Bank Loan Default Risk Analysis
Project Objective
With this case study, we aims to understand the strong driving factors behind Loan Defaults.
A loan lending company can use this case study to ensure that the consumers capable of repaying the loan are not rejected, and certain adaptable actions can be taken on client to basis if they are identified to face in difficulty paying their installments in future.
The result of this Risk analysis would help the bank to identify the patterns, which indicate if a client has difficulty paying their installments.
This can further influence the decisions such as denying the loan, reducing the amount of loan, lending (to risky applicants) at a higher interest rate, etc.
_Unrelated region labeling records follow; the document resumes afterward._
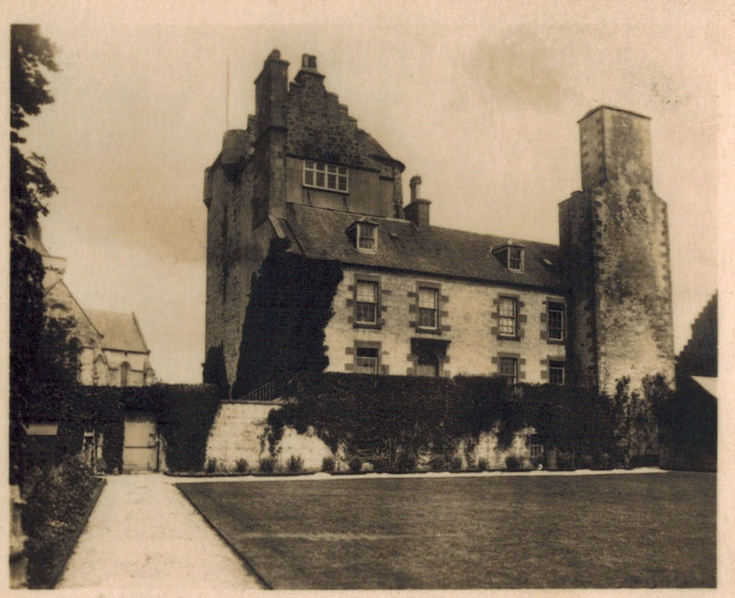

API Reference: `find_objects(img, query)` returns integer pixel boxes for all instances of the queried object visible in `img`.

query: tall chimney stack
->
[403,175,431,228]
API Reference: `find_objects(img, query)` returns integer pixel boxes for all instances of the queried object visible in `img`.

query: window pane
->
[498,297,518,336]
[357,222,375,249]
[549,361,564,384]
[355,347,378,374]
[419,307,436,328]
[357,282,378,303]
[498,357,518,384]
[548,302,564,340]
[355,281,378,326]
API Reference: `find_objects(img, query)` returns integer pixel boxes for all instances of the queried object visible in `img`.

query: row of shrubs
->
[22,457,104,588]
[198,452,640,474]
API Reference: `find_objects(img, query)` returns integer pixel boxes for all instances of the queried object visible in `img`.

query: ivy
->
[28,384,221,473]
[267,373,644,471]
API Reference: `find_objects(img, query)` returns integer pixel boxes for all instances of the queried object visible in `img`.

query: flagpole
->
[225,54,230,131]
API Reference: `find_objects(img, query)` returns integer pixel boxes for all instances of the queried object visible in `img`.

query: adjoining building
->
[204,50,674,398]
[27,225,156,386]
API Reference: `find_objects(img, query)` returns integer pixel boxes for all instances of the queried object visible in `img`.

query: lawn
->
[178,473,716,589]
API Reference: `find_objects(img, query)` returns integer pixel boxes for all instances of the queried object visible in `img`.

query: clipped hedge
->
[28,384,221,473]
[267,373,644,471]
[22,457,103,588]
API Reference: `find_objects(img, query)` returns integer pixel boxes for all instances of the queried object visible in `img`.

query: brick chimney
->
[403,175,431,228]
[295,54,324,84]
[255,50,288,135]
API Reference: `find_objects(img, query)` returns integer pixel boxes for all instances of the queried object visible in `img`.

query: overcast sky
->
[15,2,725,382]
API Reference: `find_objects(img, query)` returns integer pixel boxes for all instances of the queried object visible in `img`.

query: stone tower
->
[559,106,674,391]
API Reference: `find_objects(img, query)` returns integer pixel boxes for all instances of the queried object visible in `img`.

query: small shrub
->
[258,457,276,473]
[505,455,521,471]
[630,455,658,469]
[578,455,594,469]
[429,455,447,471]
[21,457,101,588]
[350,457,362,473]
[592,453,614,469]
[396,451,416,473]
[556,452,577,471]
[286,455,304,473]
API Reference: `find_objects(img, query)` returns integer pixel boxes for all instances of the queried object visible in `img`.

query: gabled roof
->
[43,278,102,347]
[280,203,563,292]
[87,309,150,353]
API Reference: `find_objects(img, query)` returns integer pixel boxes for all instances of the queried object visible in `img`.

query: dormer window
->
[357,222,378,253]
[493,240,524,272]
[508,247,523,272]
[304,160,349,193]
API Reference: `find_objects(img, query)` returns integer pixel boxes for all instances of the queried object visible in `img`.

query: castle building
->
[204,50,674,398]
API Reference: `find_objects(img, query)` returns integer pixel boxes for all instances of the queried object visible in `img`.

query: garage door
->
[123,413,159,473]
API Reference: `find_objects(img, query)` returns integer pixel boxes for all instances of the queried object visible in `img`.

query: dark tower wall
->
[204,50,404,394]
[559,107,674,390]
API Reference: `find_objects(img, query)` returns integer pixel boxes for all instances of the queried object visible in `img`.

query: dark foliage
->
[155,384,220,471]
[258,457,276,473]
[36,316,82,384]
[9,239,44,484]
[27,384,219,473]
[22,457,101,588]
[232,239,342,397]
[9,25,58,484]
[648,378,717,471]
[268,373,640,471]
[286,455,304,473]
[202,344,230,397]
[10,25,59,234]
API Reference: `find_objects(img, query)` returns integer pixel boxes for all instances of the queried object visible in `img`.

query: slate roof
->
[279,203,563,292]
[87,309,150,353]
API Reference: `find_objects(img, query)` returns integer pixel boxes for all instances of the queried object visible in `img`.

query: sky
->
[7,1,732,382]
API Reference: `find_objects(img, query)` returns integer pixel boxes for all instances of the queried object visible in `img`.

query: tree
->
[10,25,58,490]
[10,25,59,234]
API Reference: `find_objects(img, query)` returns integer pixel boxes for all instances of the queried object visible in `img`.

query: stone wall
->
[560,107,674,390]
[206,401,332,471]
[325,268,565,382]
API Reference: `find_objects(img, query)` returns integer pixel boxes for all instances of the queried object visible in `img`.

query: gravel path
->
[57,474,259,595]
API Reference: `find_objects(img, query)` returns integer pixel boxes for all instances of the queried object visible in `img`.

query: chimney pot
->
[409,175,421,203]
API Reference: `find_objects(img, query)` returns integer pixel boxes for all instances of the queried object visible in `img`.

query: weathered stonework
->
[203,50,403,384]
[204,50,673,400]
[559,107,674,390]
[325,268,565,382]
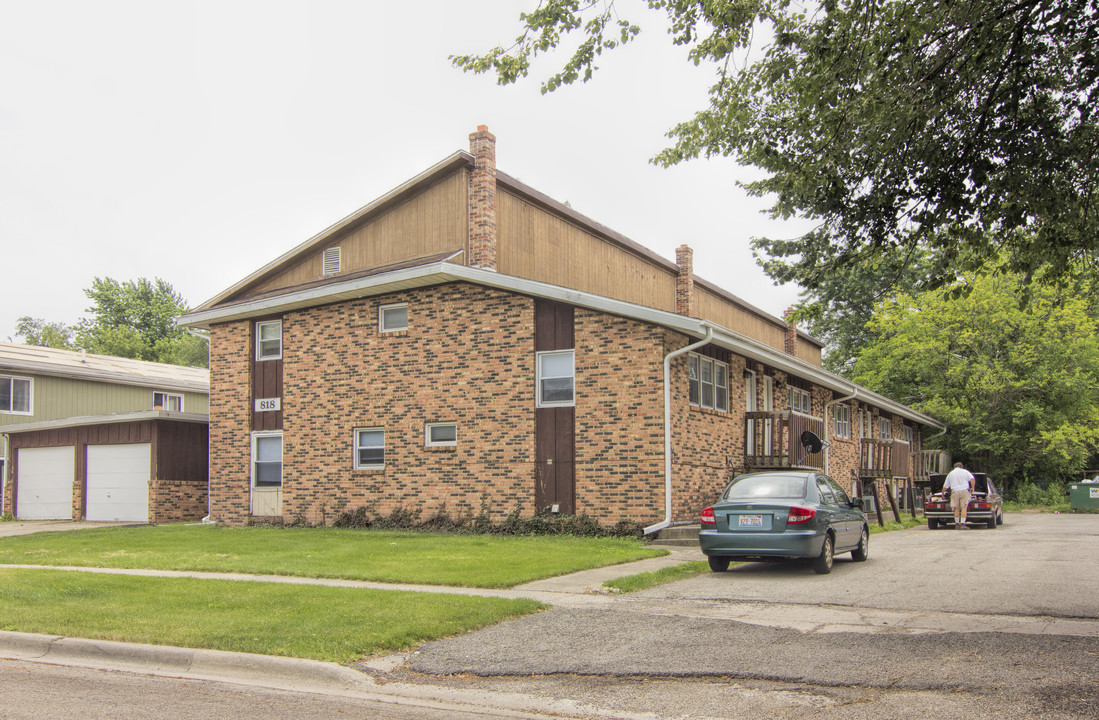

A Loan Lending Company can utilize this case adjective for its portfolio and risk assessment.
Business Understanding:
The primary business of any bank revolves around managing the spread between the deposits. In other words, when the interest that a bank earns from loans is greater than the interest it pays on deposits, it generates income from the interest rate spread.
"The only good loan is one that gets paid back."
Clearly, the major part of revenues of any bank is attained through the loans they give to the people. But there are chances that the loans may not be paid back by few of the customers, making it a bad loan.
Business Scenario:
When a customer applies for a loan, there are four types of decisions that could be taken by the customer/company:
1. Approved: The Company approved the loan Application.
2. Cancelled: The client cancelled the application sometime during approval.
3. Refused: The company rejected the loan.
4. Unused offer: Loan has been cancelled by the client but on different stages of the process.
Business Profitability:
The insufficient or non-existent credit history of an Urban Customer puts the bank lending company in position of dilemma about lending the loan. This dilemma revolves around the likelihood that a customer would pay back the loan or not, and can potentially result in 2 types of loss:
1. Credit Loss: If an applicant is not likely to repay the loan, then approving the loan may lead to a financial loss for the company.
2. Interest Loss: If an applicant is likely to repay the loan, then not approving the loan results in a loss of business to the company.
Approach:
Dataset Information and overall data information check
We used two set of Datasets,
- application_data.csv, containing all the information of the client at the time of application. The data is about whether a client has payment difficulties. This further includes Data related to applicant’s socio economic status.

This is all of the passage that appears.